Hang time at Hizemans

May 2021 View more

As with many things in the hypercompetitive world of sports, the calculus at work in the sports bar arena often tends toward the equation of “bigger = better,” with many establishments leaning into this mindset by trumpeting their hangar-like square footage, encyclopedic menus, and can-you-top-this food and drink specials that sometimes read more like dares than enticements.

But the crew behind the popular Empire Burger Bar is looking to upend that stereotypical blueprint with its new sports bar in downtown Naperville. With a name that plays on that of the Heisman Trophy of college football fame, Hizemans (218 S. Washington St., 630.362.6872, hizemans.com) gives a stiff-arm to any preconceived notion of what a place like this can, or should, be. The requisite high-definition buffet of televised competition is offered up, of course, but all within the cozier and higher-end confines of a different kind of sports bar.

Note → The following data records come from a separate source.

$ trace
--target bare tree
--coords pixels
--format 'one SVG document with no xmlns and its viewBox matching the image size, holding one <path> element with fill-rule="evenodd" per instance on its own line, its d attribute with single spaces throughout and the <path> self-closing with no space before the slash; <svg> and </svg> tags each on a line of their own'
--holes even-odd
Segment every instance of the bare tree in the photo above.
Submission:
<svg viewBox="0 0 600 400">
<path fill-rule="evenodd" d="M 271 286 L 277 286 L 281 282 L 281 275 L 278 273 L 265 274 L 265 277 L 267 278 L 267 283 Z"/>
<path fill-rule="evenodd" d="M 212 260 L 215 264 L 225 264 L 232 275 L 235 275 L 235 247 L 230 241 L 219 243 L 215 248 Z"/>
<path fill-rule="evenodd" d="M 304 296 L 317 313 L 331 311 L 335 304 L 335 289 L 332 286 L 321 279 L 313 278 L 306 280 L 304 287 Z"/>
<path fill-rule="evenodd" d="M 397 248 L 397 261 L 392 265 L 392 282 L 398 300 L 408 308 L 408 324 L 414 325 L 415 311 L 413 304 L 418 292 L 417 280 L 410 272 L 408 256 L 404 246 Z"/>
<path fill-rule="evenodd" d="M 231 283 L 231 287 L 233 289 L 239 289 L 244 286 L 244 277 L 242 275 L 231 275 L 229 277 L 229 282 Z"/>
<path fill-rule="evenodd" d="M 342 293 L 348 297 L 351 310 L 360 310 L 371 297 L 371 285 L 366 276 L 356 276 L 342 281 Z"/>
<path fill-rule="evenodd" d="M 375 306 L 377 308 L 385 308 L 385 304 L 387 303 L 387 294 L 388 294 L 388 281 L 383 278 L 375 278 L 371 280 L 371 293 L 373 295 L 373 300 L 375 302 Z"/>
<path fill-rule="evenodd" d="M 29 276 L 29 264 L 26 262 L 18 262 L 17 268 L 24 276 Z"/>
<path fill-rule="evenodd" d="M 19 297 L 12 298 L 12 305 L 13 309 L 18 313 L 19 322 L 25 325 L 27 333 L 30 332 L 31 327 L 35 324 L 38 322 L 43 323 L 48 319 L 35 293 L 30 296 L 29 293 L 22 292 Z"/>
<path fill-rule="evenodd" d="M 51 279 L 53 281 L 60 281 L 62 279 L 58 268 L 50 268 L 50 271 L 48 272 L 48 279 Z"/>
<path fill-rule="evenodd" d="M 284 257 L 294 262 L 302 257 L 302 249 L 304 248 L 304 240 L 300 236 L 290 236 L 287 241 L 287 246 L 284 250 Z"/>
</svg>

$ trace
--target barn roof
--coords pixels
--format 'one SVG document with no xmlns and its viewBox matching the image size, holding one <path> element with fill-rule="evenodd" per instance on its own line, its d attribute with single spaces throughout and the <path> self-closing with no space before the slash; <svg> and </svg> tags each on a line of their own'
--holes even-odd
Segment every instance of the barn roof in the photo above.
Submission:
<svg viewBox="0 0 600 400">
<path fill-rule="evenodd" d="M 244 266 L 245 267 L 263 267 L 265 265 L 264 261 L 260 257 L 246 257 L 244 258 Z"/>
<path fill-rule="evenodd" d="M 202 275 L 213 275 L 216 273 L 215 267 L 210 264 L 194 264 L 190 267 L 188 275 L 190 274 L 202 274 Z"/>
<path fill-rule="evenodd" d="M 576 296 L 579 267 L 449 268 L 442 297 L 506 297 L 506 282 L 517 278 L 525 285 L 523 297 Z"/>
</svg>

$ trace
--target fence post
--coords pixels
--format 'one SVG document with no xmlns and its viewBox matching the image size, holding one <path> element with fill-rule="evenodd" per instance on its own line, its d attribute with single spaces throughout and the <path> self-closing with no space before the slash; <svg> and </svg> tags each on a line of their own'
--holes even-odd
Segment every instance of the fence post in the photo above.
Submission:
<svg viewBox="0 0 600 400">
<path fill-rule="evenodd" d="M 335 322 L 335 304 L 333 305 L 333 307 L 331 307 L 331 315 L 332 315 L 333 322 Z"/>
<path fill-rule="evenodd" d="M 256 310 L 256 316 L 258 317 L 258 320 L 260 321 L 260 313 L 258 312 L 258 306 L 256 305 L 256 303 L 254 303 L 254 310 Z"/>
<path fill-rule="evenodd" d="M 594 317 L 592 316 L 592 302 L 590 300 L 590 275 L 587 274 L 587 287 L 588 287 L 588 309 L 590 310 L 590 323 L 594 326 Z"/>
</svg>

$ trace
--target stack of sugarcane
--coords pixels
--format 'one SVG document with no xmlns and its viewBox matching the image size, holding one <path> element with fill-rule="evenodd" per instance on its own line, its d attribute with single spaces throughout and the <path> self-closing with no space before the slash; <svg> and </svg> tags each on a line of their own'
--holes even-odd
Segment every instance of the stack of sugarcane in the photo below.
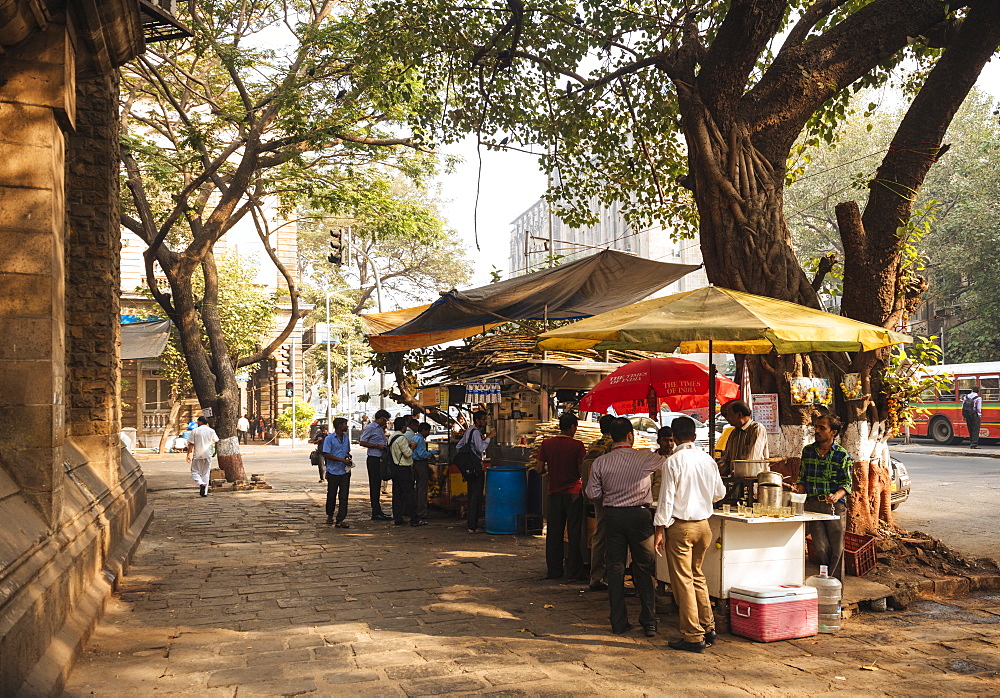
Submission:
<svg viewBox="0 0 1000 698">
<path fill-rule="evenodd" d="M 650 354 L 638 351 L 612 351 L 608 361 L 628 363 L 638 361 Z M 523 364 L 541 359 L 537 335 L 529 332 L 511 332 L 474 337 L 466 340 L 465 346 L 445 347 L 434 352 L 429 374 L 435 380 L 445 383 L 461 383 L 490 371 L 504 370 L 504 367 Z M 584 350 L 577 352 L 549 352 L 546 358 L 555 361 L 603 361 L 603 352 Z"/>
<path fill-rule="evenodd" d="M 532 462 L 534 462 L 535 456 L 538 454 L 538 447 L 542 445 L 542 441 L 559 435 L 559 420 L 554 419 L 551 422 L 539 422 L 535 425 L 535 434 L 535 441 L 531 444 Z M 597 422 L 580 422 L 576 426 L 576 436 L 574 438 L 579 439 L 586 446 L 590 446 L 594 441 L 601 438 L 601 428 L 597 426 Z M 646 434 L 635 432 L 635 448 L 655 450 L 656 441 Z"/>
</svg>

“We can see almost anyone coming in to enjoy themselves at Hizemans,” says owner Will Cullen. “Whether it’s a group of girlfriends sharing some punch bowls, a family coming in for dinner, or a bunch of guys coming to watch the game, our goal was to take the sports viewing experience to a new level in a more polished but still casual setting.”

Big Bird chicken sandwich

Small Ball
Wedged into a tight spot on Washington, Hizemans’ long, narrow footprint lends itself to a more intimate and urban feel than the typical sprawling warehouse setup of so many of its sports bar brethren (this writer was immediately reminded of a more upscale version of McGee’s Tavern & Grille near the DePaul University campus in Lincoln Park [insert your own blurry collegiate memory here]). While the tufted leather booths, antique brass lighting, and custom maple bar top could lead one to believe Hizemans just might be outkicking its coverage a bit, the 20-foot wall of televisions showing everything from baseball to bowling to badminton brings everything back into focus. Despite the luxe accoutrements, at its heart this is still just a great place to watch the game.

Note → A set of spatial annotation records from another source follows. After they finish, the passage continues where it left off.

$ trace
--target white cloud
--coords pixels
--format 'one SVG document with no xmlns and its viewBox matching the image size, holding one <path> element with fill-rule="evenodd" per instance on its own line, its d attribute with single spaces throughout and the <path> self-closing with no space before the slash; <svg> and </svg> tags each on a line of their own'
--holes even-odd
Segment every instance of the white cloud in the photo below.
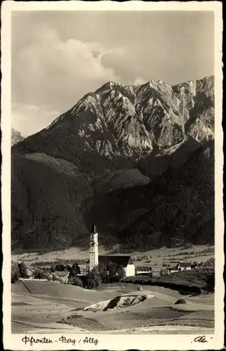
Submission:
<svg viewBox="0 0 226 351">
<path fill-rule="evenodd" d="M 59 115 L 58 111 L 51 110 L 49 106 L 13 104 L 12 126 L 27 137 L 45 128 Z"/>
<path fill-rule="evenodd" d="M 21 133 L 47 126 L 52 111 L 65 112 L 106 81 L 120 82 L 101 62 L 106 54 L 122 55 L 120 48 L 76 39 L 64 42 L 56 30 L 45 28 L 34 31 L 29 39 L 12 58 L 13 119 Z M 31 105 L 36 107 L 32 112 Z"/>
</svg>

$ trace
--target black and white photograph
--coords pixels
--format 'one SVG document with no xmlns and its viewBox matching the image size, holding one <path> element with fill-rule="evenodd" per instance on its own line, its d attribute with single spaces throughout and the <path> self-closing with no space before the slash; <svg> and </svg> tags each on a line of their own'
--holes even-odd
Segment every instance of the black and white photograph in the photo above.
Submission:
<svg viewBox="0 0 226 351">
<path fill-rule="evenodd" d="M 221 4 L 60 2 L 3 8 L 6 347 L 223 347 Z"/>
</svg>

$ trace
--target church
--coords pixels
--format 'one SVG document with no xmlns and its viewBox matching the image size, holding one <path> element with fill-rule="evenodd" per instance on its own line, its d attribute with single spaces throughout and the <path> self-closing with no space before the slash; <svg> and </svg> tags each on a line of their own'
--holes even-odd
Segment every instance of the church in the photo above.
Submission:
<svg viewBox="0 0 226 351">
<path fill-rule="evenodd" d="M 135 275 L 135 266 L 130 256 L 99 256 L 98 233 L 96 226 L 93 225 L 90 234 L 90 260 L 87 261 L 87 270 L 92 270 L 99 263 L 108 267 L 110 262 L 122 265 L 126 277 Z"/>
</svg>

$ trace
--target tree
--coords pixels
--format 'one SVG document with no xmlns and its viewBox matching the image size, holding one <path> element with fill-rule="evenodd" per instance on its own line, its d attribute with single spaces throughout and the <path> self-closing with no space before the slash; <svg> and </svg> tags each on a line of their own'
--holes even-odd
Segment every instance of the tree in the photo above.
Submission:
<svg viewBox="0 0 226 351">
<path fill-rule="evenodd" d="M 99 263 L 98 265 L 98 271 L 101 282 L 104 284 L 110 283 L 109 272 L 107 267 L 102 263 Z"/>
<path fill-rule="evenodd" d="M 11 263 L 11 283 L 16 283 L 20 277 L 20 270 L 18 264 L 15 263 Z"/>
<path fill-rule="evenodd" d="M 46 279 L 46 274 L 41 270 L 36 270 L 34 272 L 34 278 L 36 279 Z"/>
<path fill-rule="evenodd" d="M 72 277 L 71 275 L 69 278 L 69 284 L 75 285 L 76 286 L 83 287 L 83 282 L 78 277 Z"/>
<path fill-rule="evenodd" d="M 98 270 L 93 268 L 85 276 L 84 287 L 90 289 L 97 289 L 101 282 Z"/>
<path fill-rule="evenodd" d="M 29 275 L 27 274 L 27 268 L 24 262 L 18 264 L 20 275 L 22 278 L 28 278 Z"/>
<path fill-rule="evenodd" d="M 71 268 L 70 274 L 73 277 L 76 277 L 76 275 L 80 274 L 80 269 L 77 263 L 73 263 Z"/>
<path fill-rule="evenodd" d="M 55 267 L 53 265 L 52 265 L 50 267 L 50 272 L 52 272 L 52 273 L 53 273 L 55 271 Z"/>
<path fill-rule="evenodd" d="M 113 262 L 110 262 L 108 272 L 110 283 L 120 282 L 125 277 L 123 267 Z"/>
</svg>

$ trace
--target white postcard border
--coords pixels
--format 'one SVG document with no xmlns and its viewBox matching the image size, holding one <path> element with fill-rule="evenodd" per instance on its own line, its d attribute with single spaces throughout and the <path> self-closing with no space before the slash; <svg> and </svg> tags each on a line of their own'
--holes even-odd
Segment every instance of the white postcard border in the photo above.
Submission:
<svg viewBox="0 0 226 351">
<path fill-rule="evenodd" d="M 75 338 L 74 345 L 62 343 L 59 334 L 45 334 L 52 343 L 36 344 L 30 346 L 22 341 L 24 334 L 11 334 L 10 307 L 10 24 L 11 11 L 213 11 L 215 12 L 215 96 L 216 96 L 216 296 L 215 333 L 206 336 L 207 343 L 195 343 L 195 335 L 113 335 L 89 333 L 85 334 L 65 334 L 66 338 Z M 224 336 L 224 291 L 223 279 L 224 267 L 223 252 L 223 130 L 222 121 L 222 4 L 220 1 L 166 1 L 148 2 L 127 1 L 4 1 L 1 7 L 1 196 L 3 221 L 3 345 L 6 349 L 25 350 L 220 350 L 223 347 Z M 192 53 L 191 53 L 192 54 Z M 29 334 L 31 337 L 31 334 Z M 44 335 L 36 334 L 41 339 Z M 97 345 L 84 343 L 85 336 L 97 339 Z M 81 341 L 78 343 L 78 340 Z M 56 342 L 55 340 L 57 340 Z M 57 341 L 58 340 L 58 341 Z"/>
</svg>

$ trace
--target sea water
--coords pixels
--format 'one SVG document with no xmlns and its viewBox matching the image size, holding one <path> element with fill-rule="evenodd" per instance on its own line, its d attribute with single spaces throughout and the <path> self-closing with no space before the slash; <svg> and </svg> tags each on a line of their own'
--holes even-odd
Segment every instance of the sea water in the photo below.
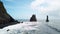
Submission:
<svg viewBox="0 0 60 34">
<path fill-rule="evenodd" d="M 0 34 L 60 34 L 60 20 L 38 20 L 29 22 L 22 20 L 23 23 L 11 25 L 0 29 Z M 9 31 L 7 31 L 9 29 Z"/>
</svg>

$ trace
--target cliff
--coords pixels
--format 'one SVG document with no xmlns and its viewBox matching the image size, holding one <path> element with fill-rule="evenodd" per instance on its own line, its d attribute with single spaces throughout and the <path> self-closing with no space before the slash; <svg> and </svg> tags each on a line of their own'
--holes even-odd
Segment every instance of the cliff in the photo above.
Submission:
<svg viewBox="0 0 60 34">
<path fill-rule="evenodd" d="M 14 20 L 6 11 L 3 3 L 0 1 L 0 28 L 6 27 L 8 25 L 16 24 Z"/>
</svg>

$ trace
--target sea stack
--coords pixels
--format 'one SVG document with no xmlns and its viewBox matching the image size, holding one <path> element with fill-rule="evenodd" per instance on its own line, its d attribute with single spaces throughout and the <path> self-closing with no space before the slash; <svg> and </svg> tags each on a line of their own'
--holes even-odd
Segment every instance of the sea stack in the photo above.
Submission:
<svg viewBox="0 0 60 34">
<path fill-rule="evenodd" d="M 0 0 L 0 28 L 6 27 L 11 24 L 15 24 L 14 22 L 18 22 L 13 19 L 6 11 L 3 2 Z"/>
<path fill-rule="evenodd" d="M 47 18 L 46 18 L 46 22 L 49 22 L 48 15 L 47 15 Z"/>
<path fill-rule="evenodd" d="M 37 21 L 37 19 L 36 19 L 36 15 L 32 15 L 32 17 L 30 18 L 30 22 L 36 22 Z"/>
</svg>

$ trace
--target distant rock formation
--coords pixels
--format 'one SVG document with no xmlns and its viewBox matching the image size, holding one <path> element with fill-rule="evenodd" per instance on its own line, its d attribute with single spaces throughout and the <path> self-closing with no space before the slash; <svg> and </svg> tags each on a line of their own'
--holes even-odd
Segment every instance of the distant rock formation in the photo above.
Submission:
<svg viewBox="0 0 60 34">
<path fill-rule="evenodd" d="M 49 22 L 48 15 L 47 15 L 47 18 L 46 18 L 46 22 Z"/>
<path fill-rule="evenodd" d="M 32 17 L 30 18 L 30 22 L 32 21 L 37 21 L 36 16 L 33 14 Z"/>
<path fill-rule="evenodd" d="M 18 22 L 14 20 L 6 11 L 3 2 L 0 1 L 0 28 L 6 27 L 11 24 L 16 24 L 13 22 Z"/>
</svg>

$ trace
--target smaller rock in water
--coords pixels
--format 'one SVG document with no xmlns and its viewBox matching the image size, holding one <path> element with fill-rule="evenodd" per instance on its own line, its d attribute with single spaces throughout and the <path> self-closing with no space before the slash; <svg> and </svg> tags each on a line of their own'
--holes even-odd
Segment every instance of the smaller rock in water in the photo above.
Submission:
<svg viewBox="0 0 60 34">
<path fill-rule="evenodd" d="M 37 19 L 36 19 L 36 15 L 32 15 L 32 17 L 30 18 L 30 22 L 32 22 L 32 21 L 37 21 Z"/>
</svg>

In keeping with the higher-end and more condensed scene, the menu here, too, is a compact but elevated take on the traditional sports bar lineup. While the beverage slate is fairly expansive—with more than two dozen draft and canned beer selections sharing space with a host of agaves, whiskeys, and craft cocktails like the H.O.F. (Hall of Fame), a newfangled old-fashioned made with Redwood bourbon and bacon-infused maple syrup—the food selection is a more streamlined affair, covering the tried-and-true sports bar bases while managing to work in a few signature moves.

Ecto cooler

Next Level
Buffalo chicken wings are, of course, one of those sports bar staples. And while Hizemans naturally serves up the wings themselves (albeit in their whole free-range form here, a far cry from the 10-cent breaded bones at many places), we decided to get our Buffalo fix from the Buff Chix waffle fries—a tangy, messy, delicious poutine platter. Given the corporate lineage, it was not at all surprising to find a trio of solid burger creations on the menu, including the cheese-from-all-angles Patty Lucy. But we opted instead for a couple of sandwiches: one right down the middle, the other much more of a curveball.

Even as we live through what historians will surely deem peak chicken sandwich times, the Hizemans Big Bird stands out—not for any particular novelty, mind you, but rather as a straightforward, well-executed entry that nevertheless manages to rise above its simplicity. The Elote Dog, meanwhile, has no obvious comparative peer. A bit of an aesthetic train wreck (though no more so than a classic Chicago-style dog), this Wagyu beef dog truly delivers in the flavor department, tucked beneath a blanket of nontraditional toppings like bacon, charred corn, elote slaw, queso fresco, jalapeño crema, and cilantro. Unconventional to be sure, but as hot dogs go, this is an all-star turn.

Looking to send our sweet tooth out smiling—and armed with memories of the greasy-good doughnuts at Empire—we finished up with an order of the funnel fries: deep fried dough with cinnamon sugar, powdered sugar, and chocolate sauce, the lone dessert on the menu. Not surprisingly, they turned out to be very much like the standard carnival treat, but somehow just a few steps up. And therefore an apt representation of the overall Hizemans philosophy.